Stateline Internet centres de données Co., Ltd. Shanghai a plus de substance qu'un nom dormant. Il contrôle des ressources internet portables de longue date. Un/16complet dans sa plus grande allocation est routé mondialement via China Unicom. Son103.253.204.0/22est largement visible via 21Vianet avec une autorisation d'originaire de route valide.

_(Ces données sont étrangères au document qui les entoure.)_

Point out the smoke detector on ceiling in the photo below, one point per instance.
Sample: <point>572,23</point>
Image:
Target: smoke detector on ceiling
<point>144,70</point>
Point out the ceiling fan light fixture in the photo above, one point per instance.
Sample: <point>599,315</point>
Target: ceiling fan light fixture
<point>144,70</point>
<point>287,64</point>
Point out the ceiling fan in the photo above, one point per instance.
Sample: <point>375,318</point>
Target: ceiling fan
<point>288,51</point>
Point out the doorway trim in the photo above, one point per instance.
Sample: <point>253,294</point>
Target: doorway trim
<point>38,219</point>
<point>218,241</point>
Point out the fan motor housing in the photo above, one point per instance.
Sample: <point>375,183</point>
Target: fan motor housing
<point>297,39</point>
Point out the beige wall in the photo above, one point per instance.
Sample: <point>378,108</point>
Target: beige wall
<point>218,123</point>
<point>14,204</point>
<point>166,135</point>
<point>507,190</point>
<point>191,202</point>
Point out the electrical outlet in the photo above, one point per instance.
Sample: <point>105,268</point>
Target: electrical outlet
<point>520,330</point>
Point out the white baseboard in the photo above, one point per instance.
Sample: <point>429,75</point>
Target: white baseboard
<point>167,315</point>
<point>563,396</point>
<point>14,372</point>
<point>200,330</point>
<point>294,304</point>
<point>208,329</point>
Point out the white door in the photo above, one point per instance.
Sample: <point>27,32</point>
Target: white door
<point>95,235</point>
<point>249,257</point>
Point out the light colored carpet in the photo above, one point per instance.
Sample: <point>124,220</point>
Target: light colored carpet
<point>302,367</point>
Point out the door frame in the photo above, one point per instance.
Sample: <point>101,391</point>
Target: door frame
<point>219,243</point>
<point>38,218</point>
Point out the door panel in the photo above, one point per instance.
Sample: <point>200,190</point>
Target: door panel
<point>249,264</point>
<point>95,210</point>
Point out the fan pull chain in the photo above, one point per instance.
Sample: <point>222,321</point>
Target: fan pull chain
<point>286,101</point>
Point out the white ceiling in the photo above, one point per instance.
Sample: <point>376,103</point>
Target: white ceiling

Son espace211.148se trouve sous un agrégat China Telecom. Son propre AS18244 a un historique réel et une brève apparition récente, même s'il n'est pas un originaire actuel largement visible.

Ces faits soutiennent une conclusion positive étroite: les actifs réseau étiquetés Stateline restent connectés à une infrastructure active. Ils n'établissent pas la quantité de capacité de centre de données que l'entreprise de Shanghai exploite, où cette capacité se trouve, qui possède les systèmes d'électricité et de refroidissement, ou si une charge de travail client peut survivre à la perte d'une alimentation du réseau, d'un chemin d'opérateur, d'une salle de rencontre ou d'une salle.

L'adresse du bureau central ne peut pas remplacer une adresse d'installation, et trois réseaux originaires sur différents préfixes ne peuvent pas remplacer un basculement testé.

Le cadre réglementaire de Shanghai élève la norme de preuve. L'accès à l'électricité, l'accès au réseau, la réception énergétique, la sécurité de la salle des machines, le PUE, la planification d'urgence et la protection contre l'incendie et les inondations sont des parties liées d'une installation en exploitation. Un fournisseur crédible devrait être en mesure de montrer que la salle exacte offerte à un client a passé ces tests et conserve suffisamment de réserve pour récupérer pendant la maintenance et la panne.

Tant que Stateline ne publie pas ou ne fournit pas ces preuves, son statut opérationnel doit être traité comme contraint et partiellement vérifié. Le portefeuille d'adresses est réel. Deux parties de celui-ci sont fortement accessibles via d'autres réseaux. La périphérie indépendante, le site physique, la capacité mise en service et le chemin de reprise client restent non vérifiés. Pour les acheteurs, la bonne réponse n'est pas de supposer que rien ne fonctionne. C'est de ne compter que la capacité qui peut être localisée, alimentée, refroidie, routée et récupérée sous un opérateur nommé avec des preuves de test datées.